The House that the Monks Built
Brinkburn Northumberland is steeped in history dating back to when the monks built the monastery in the 12th century. After 400 hundred years of Brinkburn Priory being used as a religious property came the dissolution of the monasteries in 1536. The grounds shifted from being a working religious site to being a domestic house alongside a parish church. In 1602 the regular services at Brinkburn stopped and by 1700 the roof had collapsed.
This collapse went on for another 150 years before Cadogan Hodgson Cadogan decided that he was going to restore the property which began in 1858.
Brinkburn is full of untold stories which truly makes the mind wander. I was idling some time away on the internet and have found this picture in the Prince Albert’s Royal collection of Photographs.
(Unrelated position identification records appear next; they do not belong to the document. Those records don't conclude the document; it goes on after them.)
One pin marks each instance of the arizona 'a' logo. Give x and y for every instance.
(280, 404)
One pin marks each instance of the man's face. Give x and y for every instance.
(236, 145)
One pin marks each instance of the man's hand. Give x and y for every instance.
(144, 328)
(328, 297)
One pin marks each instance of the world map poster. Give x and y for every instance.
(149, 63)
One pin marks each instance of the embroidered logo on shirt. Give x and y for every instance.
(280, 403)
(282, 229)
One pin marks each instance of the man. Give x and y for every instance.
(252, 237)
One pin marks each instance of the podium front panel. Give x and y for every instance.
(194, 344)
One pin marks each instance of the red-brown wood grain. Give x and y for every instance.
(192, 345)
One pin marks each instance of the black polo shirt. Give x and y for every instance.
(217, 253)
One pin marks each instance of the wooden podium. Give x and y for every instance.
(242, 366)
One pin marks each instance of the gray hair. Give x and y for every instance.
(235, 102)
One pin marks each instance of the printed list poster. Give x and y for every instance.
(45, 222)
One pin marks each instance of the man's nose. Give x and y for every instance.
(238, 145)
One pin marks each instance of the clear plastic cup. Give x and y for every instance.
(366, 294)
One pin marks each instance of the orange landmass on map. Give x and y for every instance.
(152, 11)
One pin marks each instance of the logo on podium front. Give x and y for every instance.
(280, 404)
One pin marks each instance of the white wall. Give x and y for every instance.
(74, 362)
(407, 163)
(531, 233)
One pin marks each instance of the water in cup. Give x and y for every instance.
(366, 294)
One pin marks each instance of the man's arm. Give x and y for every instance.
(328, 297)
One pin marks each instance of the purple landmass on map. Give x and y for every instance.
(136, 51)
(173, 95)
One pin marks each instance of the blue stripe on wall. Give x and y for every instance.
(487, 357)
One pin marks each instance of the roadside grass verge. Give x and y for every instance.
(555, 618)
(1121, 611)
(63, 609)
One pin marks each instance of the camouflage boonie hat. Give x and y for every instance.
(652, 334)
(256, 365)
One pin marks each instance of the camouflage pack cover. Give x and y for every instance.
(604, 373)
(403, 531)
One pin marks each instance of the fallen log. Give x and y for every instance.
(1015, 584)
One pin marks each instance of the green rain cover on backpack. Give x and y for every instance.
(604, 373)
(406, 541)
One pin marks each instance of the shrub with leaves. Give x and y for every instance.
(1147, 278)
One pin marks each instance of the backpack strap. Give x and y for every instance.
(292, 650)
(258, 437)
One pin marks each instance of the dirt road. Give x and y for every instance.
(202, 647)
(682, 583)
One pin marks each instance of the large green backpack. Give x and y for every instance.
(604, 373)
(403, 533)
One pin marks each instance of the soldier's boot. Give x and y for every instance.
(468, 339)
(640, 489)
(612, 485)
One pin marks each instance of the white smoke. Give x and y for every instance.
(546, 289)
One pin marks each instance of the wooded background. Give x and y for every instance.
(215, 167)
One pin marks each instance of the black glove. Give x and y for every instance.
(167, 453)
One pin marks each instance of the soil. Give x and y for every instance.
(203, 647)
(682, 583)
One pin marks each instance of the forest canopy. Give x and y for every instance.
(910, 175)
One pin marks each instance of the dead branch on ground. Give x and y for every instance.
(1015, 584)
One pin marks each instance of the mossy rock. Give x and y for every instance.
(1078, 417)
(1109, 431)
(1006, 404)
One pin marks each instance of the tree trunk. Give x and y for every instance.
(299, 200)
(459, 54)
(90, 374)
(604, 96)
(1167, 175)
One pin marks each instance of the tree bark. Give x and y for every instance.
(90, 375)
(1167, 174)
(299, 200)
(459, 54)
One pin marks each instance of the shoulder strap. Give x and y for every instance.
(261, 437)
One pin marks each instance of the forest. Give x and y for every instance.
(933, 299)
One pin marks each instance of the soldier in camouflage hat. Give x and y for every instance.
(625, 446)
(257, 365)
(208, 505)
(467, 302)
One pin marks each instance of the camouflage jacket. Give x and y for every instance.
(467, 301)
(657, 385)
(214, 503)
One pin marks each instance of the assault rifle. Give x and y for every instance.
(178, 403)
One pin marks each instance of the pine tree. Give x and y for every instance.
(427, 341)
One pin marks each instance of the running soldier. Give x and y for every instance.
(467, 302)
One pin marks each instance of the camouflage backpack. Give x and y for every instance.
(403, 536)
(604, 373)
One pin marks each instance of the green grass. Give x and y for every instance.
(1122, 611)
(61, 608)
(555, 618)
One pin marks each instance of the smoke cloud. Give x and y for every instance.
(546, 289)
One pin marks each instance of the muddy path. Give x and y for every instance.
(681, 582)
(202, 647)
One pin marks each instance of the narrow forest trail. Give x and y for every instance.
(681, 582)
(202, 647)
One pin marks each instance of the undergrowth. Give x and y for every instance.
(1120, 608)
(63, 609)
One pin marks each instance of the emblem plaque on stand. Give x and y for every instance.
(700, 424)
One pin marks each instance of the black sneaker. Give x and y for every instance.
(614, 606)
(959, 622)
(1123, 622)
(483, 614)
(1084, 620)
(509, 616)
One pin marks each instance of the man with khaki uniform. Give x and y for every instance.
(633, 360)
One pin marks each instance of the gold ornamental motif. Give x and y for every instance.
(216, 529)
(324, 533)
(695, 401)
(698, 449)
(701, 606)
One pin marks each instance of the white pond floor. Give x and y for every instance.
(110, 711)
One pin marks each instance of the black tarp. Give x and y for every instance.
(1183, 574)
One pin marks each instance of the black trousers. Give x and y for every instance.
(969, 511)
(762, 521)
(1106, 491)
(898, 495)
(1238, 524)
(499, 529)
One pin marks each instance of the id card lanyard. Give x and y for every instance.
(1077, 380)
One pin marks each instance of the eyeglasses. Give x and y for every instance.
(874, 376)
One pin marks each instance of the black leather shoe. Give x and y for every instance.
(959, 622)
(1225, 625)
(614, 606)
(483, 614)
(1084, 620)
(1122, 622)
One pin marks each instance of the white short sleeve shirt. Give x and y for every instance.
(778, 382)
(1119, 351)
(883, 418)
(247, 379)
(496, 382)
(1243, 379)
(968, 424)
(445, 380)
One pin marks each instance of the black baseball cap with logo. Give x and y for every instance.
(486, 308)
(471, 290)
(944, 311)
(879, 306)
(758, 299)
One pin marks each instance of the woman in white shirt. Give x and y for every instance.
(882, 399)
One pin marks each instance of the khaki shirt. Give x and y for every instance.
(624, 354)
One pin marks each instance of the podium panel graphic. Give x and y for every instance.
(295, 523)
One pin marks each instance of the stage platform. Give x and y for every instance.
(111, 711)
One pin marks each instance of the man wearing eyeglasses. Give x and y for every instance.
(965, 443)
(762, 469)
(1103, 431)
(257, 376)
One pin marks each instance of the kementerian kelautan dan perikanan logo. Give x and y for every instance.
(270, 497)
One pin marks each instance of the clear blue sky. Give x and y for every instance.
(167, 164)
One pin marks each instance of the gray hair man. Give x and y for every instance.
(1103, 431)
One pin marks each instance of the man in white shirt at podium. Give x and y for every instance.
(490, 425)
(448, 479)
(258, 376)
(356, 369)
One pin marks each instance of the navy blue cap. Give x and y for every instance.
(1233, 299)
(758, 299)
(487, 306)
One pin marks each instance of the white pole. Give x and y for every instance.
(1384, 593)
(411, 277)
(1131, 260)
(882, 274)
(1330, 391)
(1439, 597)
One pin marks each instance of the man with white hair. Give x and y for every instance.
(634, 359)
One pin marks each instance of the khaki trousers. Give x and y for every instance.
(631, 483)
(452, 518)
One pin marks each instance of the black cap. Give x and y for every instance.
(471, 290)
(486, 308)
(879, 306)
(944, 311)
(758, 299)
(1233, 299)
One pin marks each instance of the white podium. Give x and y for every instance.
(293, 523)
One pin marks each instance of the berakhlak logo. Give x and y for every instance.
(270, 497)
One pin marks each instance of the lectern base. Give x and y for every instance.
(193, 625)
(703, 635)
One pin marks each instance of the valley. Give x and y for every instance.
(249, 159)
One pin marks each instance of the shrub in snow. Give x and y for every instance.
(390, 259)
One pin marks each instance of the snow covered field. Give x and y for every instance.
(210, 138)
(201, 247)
It shows the Priory looking North West from the South side of the river Coquet, a perspective rarely seen by visitors. In the right-hand side of the picture is the Manor House. On the left-hand side of the picture is the west front of the Priory. The restoration required the rebuilding of one corner of the west front, the reinstatement of all the stained-glass windows interior and roof.
We also recently found a contemporary drawing of the Priory and Manor House dated August 19th 1842. It is part of curious poem written by a visitor to the site. It is entitled ‘The House the Monks Built’. It starts:
This is the house the monks built,
This is the bank all covered with trees
With nettles and thistles as high as your knees,
In front of the house the Monks Built
I try to conjure up what the Priory looked like without a roof. Though it was in disarray, it is magical to think that you could be in such a beautiful building and look up at the stars. Some of you may feel that the roof has collapsed in on your lives but I invite you all to take the time to look up and be thankful for the stars.